# Mites? Harmful?



## jenloi (Aug 11, 2018)

Are these mites? How to get rid of these? They spread quickly









Sent from my SM-G950F using Tapatalk


----------



## Okapi (Oct 12, 2007)

They are just harmless soil mites grazing on the biofilm that is growing on that piece of driftwood, nothing to be worried about. They are detrivores that feed on decaying organics. If you seeded springtails and isopods those will eventually out compete the mites to the point that there will be very few mites present.


----------



## varanoid (Jan 21, 2011)

Nothing to worry about


----------



## jenloi (Aug 11, 2018)

Okapi said:


> They are just harmless soil mites grazing on the biofilm that is growing on that piece of driftwood, nothing to be worried about. They are detrivores that feed on decaying organics. If you seeded springtails and isopods those will eventually out compete the mites to the point that there will be very few mites present.


Thanks for your reply! I think because my local springtails are not doing so well. I will try to seed more of them. 

Sent from my SM-G950F using Tapatalk


----------



## jenloi (Aug 11, 2018)

Thanks. ! 

Sent from my SM-G950F using Tapatalk


----------



## Bork (May 22, 2011)

jenloi said:


> Thanks for your reply! I think because my local springtails are not doing so well. I will try to seed more of them.
> 
> Sent from my SM-G950F using Tapatalk


FWIW, I've never been a big proponent of seeding springtails/isopods. Mine almost always just got eaten pretty quickly, and my vivs have done fine without them. So go ahead and give it a shot, but don't stress too much if they don't take. 

Sent from my laptop using fingers.


----------



## MrBiggs (Oct 3, 2006)

Borkk said:


> FWIW, I've never been a big proponent of seeding springtails/isopods. Mine almost always just got eaten pretty quickly, and my vivs have done fine without them. So go ahead and give it a shot, but don't stress too much if they don't take.
> 
> Sent from my laptop using fingers.


I have to say that I think this is terrible advice. Although isopods may not be 100% essential, I think that springtails are. They provide a huge number of benefits. If they are allowed to establish properly, it's unlikely that they will ever be eradicated by frogs.
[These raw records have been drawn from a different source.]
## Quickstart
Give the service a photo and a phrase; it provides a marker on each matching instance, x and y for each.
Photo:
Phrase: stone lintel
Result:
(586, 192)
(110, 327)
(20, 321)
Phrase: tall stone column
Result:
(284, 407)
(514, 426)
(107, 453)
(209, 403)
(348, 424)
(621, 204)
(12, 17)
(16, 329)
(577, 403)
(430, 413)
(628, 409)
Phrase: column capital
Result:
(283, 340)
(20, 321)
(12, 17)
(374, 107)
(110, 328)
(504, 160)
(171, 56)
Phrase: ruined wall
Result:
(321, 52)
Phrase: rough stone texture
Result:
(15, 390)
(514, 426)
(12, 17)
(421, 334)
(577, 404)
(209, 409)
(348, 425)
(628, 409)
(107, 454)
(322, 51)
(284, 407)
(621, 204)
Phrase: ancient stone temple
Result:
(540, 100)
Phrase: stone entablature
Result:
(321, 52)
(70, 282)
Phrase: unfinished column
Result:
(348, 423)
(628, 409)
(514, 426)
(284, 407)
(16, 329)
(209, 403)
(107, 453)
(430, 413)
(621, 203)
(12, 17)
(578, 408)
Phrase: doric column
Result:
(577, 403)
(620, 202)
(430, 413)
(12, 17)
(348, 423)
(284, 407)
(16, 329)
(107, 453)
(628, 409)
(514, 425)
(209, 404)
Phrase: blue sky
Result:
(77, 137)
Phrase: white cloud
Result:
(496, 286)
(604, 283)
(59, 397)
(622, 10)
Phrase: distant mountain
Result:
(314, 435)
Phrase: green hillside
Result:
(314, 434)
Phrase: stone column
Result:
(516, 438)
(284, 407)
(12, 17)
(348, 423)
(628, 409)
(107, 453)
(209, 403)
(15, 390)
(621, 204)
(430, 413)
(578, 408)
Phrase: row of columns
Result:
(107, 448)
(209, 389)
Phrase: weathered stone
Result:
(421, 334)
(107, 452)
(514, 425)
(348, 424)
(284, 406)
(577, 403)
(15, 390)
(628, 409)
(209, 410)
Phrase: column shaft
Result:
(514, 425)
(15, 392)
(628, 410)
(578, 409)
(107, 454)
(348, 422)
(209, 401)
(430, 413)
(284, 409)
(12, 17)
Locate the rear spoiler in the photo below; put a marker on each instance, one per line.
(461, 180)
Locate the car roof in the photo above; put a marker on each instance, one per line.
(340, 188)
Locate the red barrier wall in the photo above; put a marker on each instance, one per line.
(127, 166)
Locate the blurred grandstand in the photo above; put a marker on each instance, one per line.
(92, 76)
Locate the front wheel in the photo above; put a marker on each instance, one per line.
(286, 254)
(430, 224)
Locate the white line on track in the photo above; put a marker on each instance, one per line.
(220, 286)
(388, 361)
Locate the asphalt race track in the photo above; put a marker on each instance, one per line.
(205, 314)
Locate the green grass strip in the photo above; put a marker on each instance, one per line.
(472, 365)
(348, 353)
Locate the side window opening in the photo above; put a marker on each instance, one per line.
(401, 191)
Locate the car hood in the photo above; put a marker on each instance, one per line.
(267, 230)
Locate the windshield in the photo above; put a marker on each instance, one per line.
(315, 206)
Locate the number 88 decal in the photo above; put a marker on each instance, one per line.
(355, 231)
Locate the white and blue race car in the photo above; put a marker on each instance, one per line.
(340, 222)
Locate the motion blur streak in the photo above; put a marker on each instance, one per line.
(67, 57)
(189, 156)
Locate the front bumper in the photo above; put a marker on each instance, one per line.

Sent from my SM-N950U1 using Tapatalk


----------



## Bork (May 22, 2011)

MrBiggs said:


> I have to say that I think this is terrible advice.


That's very fair. I know my opinion varies from most people here, it's just been my experience.


----------



## hypostatic (Apr 25, 2011)

Mites are frog food. Don't worry about them.


----------



## Deanmachine (Aug 22, 2018)

Okapi said:


> They are just harmless soil mites grazing on the biofilm that is growing on that piece of driftwood, nothing to be worried about. They are detrivores that feed on decaying organics. If you seeded springtails and isopods those will eventually out compete the mites to the point that there will be very few mites present.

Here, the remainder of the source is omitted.